The help on offer from the State is “nuts”, he complains. Addiction and mental health must be treated “in parallel”, while society must move away from judging people who have “been cornered” by drugs, drink or gambling.

“If you have a drug problem and you show up at mental health, you’re told, ‘We will work with you, but you have to go to addiction services’, so you have to leave mental health and go to addiction services.

"Go to addiction services and you are told you have a mental health issue and we don't do mental health, so you're being ping-ponged all over the place," says Ryan, who set up the charity in 2019 along with consultant psychiatrist Marie Oppeboen.

‘Unmet needs’

The charity is “responding to unmet needs in a rural community by offering services” to those who are hurtling towards the brink or coming back from it.

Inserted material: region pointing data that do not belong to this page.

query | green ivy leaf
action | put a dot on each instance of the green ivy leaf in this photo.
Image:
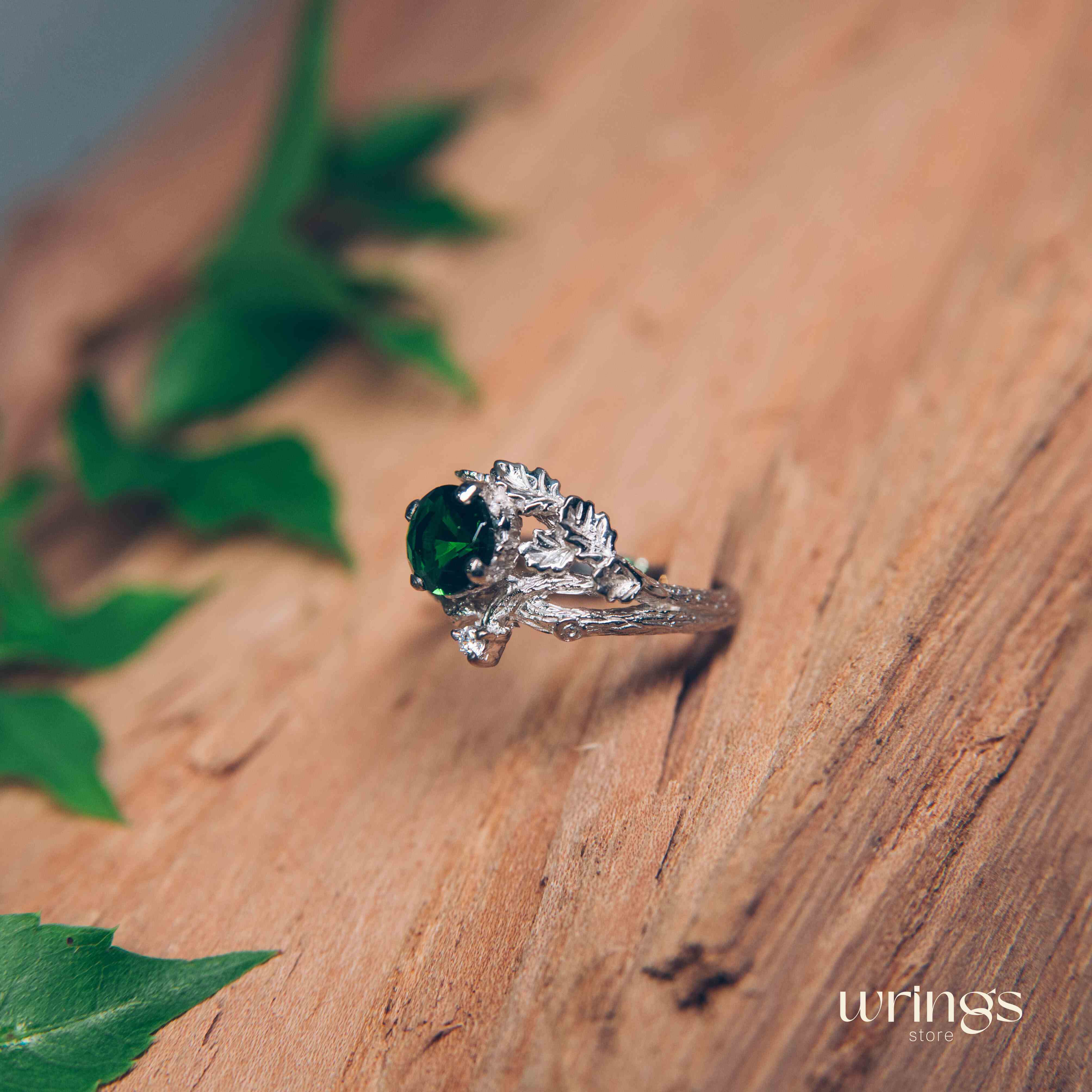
(297, 149)
(272, 483)
(33, 633)
(415, 209)
(76, 1012)
(47, 741)
(218, 359)
(393, 140)
(418, 340)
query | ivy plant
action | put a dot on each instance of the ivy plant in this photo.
(271, 293)
(76, 1012)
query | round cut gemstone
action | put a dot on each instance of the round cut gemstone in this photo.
(444, 535)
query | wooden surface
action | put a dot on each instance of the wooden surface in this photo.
(802, 295)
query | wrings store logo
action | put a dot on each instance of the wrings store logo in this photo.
(977, 1017)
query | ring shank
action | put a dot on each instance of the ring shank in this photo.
(658, 609)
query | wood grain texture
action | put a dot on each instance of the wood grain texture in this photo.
(802, 295)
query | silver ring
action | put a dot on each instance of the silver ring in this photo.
(464, 548)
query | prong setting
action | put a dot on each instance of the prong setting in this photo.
(572, 555)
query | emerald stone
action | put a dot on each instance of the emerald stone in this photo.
(444, 535)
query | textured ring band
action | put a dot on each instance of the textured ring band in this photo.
(464, 548)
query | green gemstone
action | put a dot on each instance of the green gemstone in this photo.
(444, 535)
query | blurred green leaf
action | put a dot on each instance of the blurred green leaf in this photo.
(47, 741)
(217, 360)
(415, 209)
(272, 483)
(295, 156)
(276, 302)
(393, 140)
(420, 341)
(34, 633)
(78, 1010)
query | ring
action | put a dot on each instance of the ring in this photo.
(464, 548)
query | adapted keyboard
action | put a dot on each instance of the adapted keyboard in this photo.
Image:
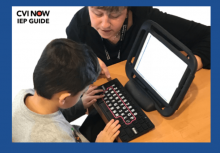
(119, 105)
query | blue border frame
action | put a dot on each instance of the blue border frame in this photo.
(6, 84)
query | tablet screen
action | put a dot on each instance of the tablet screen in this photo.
(160, 67)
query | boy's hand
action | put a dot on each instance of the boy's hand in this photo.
(110, 132)
(89, 96)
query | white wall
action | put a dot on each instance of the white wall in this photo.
(28, 40)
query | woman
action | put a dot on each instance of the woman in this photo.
(111, 31)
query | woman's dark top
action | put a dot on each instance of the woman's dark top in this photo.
(194, 35)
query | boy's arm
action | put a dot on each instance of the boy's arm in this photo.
(74, 112)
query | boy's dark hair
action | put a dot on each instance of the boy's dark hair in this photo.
(65, 66)
(111, 9)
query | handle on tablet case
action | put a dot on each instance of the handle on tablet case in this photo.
(164, 36)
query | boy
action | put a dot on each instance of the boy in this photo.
(62, 74)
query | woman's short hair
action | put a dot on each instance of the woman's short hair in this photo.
(111, 9)
(65, 66)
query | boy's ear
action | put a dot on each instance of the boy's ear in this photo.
(62, 98)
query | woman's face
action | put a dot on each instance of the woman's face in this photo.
(107, 24)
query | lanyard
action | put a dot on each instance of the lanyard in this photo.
(123, 31)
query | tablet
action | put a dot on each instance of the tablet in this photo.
(159, 68)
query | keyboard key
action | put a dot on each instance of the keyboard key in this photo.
(140, 129)
(129, 132)
(134, 130)
(144, 125)
(132, 117)
(141, 121)
(125, 138)
(122, 114)
(137, 125)
(127, 121)
(122, 132)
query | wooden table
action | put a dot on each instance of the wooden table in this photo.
(190, 123)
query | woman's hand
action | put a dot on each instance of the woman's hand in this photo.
(89, 96)
(110, 132)
(199, 62)
(104, 68)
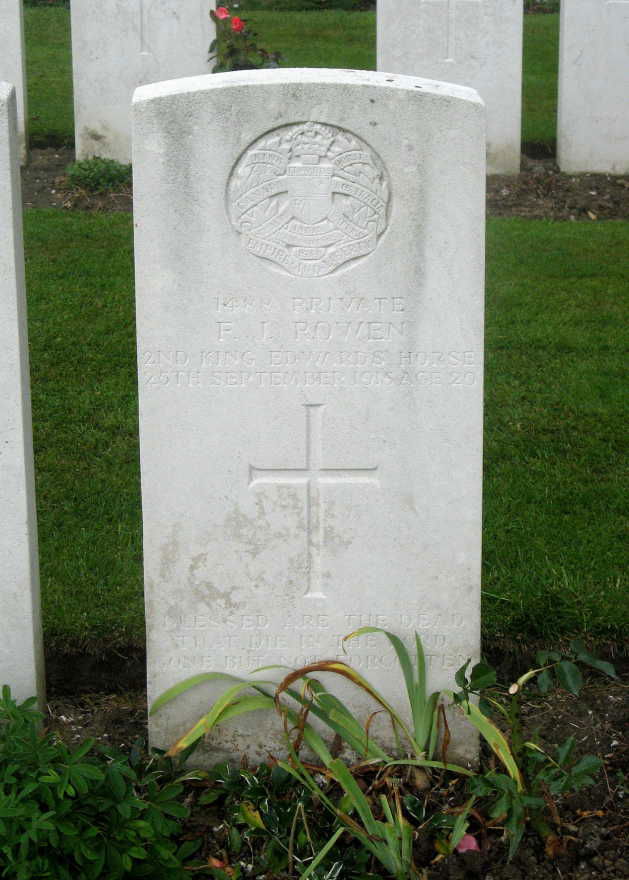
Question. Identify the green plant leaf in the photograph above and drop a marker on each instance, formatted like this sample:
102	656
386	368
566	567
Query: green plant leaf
494	738
569	676
322	854
187	684
584	656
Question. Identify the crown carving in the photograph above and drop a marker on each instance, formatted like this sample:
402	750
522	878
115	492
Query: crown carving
312	140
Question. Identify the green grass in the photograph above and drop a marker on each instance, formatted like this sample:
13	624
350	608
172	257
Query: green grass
555	395
82	339
49	74
539	98
331	38
553	554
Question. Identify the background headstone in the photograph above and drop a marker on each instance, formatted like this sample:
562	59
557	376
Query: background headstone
310	343
12	61
593	99
21	654
118	45
476	43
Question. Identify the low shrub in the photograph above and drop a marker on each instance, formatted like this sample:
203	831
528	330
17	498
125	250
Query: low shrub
83	813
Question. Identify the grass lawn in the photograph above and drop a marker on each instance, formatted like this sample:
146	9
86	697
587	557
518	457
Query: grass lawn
49	76
553	555
331	38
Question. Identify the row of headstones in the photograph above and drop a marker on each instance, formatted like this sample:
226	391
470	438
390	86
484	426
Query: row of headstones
310	358
477	43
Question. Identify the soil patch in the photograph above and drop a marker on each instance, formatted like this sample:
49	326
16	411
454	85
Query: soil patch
540	191
592	826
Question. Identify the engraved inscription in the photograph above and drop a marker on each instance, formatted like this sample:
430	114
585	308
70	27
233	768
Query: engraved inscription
312	476
309	198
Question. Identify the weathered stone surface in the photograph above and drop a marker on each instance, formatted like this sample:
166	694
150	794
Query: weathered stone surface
593	100
12	69
118	45
476	43
21	656
310	343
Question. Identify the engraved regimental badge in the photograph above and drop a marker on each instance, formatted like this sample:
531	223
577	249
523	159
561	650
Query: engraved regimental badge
309	198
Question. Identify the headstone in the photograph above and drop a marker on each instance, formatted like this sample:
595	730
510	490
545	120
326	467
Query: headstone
21	655
12	63
118	45
476	43
309	248
593	100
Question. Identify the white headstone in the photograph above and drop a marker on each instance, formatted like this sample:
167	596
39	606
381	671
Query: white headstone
21	655
593	100
310	342
476	43
118	45
12	62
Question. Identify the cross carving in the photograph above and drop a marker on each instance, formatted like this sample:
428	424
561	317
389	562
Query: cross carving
451	8
313	476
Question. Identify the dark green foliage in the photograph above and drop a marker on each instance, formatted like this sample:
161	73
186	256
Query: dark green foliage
84	813
99	175
267	812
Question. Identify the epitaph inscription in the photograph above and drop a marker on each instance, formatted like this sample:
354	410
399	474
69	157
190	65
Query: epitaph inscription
309	198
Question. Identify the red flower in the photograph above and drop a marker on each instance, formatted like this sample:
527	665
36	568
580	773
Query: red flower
468	843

People share their stories with fellow addicts, while addiction and mental health issues are treated together at the same time, in the same place, Ryan says.

“The vast majority of mental health issues and addiction issues have a common route and that is some sort of underlying level of trauma, pain, emotional struggle,” says Oppeboen.

They are seeing results, says Ryan. “We don’t judge, so if somebody comes up the street and they are off their head or come into us really intoxicated, we’ll still talk to them, and we find they will come back.

“Anybody can end up in trouble, people are struggling with different things, but the key thing is, they are actually people, and the drug dealers are people, and the people who are drinking wine at home on the couch are people.”

People are buying boxes and boxes of codeine-based drugs. They can 'chemist-shop' all day long, going from pharmacy to pharmacy, and no one is any the wiser

Others on the rural frontline, such as Julie McKenna of Novas, a voluntary organisation working with single adults, families and children who are disadvantaged and socially excluded, are concerned not just about illegal drugs, but about over-the-counter medicines such as painkillers and prescribed medicines too.

Across Limerick, Clare and North Tipperary last year, the charity dealt with 131 people addicted to over-the-counter codeine tablets, as well as benzodiazepines/prescription drugs.

“It is massive, we have seen an increase in people using ‘benzos’. Primarily, they are prescribed by a doctor and dispensed by a pharmacist, but they have a massive street value.

‘Misusing’

“There is a huge increase in people misusing Solpadeine and Nurofen Plus, stuff like that,” says McKenna, who is in charge of health and recovery services for Novas across the three counties.

“People are buying boxes and boxes of codeine-based drugs,” she says. Many travel to towns and cities to buy anonymously. “They can ‘chemist-shop’ all day long, going from pharmacy to pharmacy, and no one is any the wiser.

“I’ve had clients taking 24 tablets a day, 42 tablets a day, 70 tablets a day,” says McKenna, warning that people can go from taking a couple of tablets for a back injury to becoming addicted to tablets in a dangerously short time.

“For someone with back pain, they could take two tablets going to bed to help them get to sleep, but if you are doing that repeatedly your system becomes tolerant really quickly.

“Then, you find two tablets don’t work, so then you start taking four tablets, six, eight etc, so you’re upping your dose all the time and then you find yourself in dangerous territory.”

Sometimes, people are not even going to the chemist’s , but instead opt to buy from unregulated platforms online. “No one is any the wiser,” she says.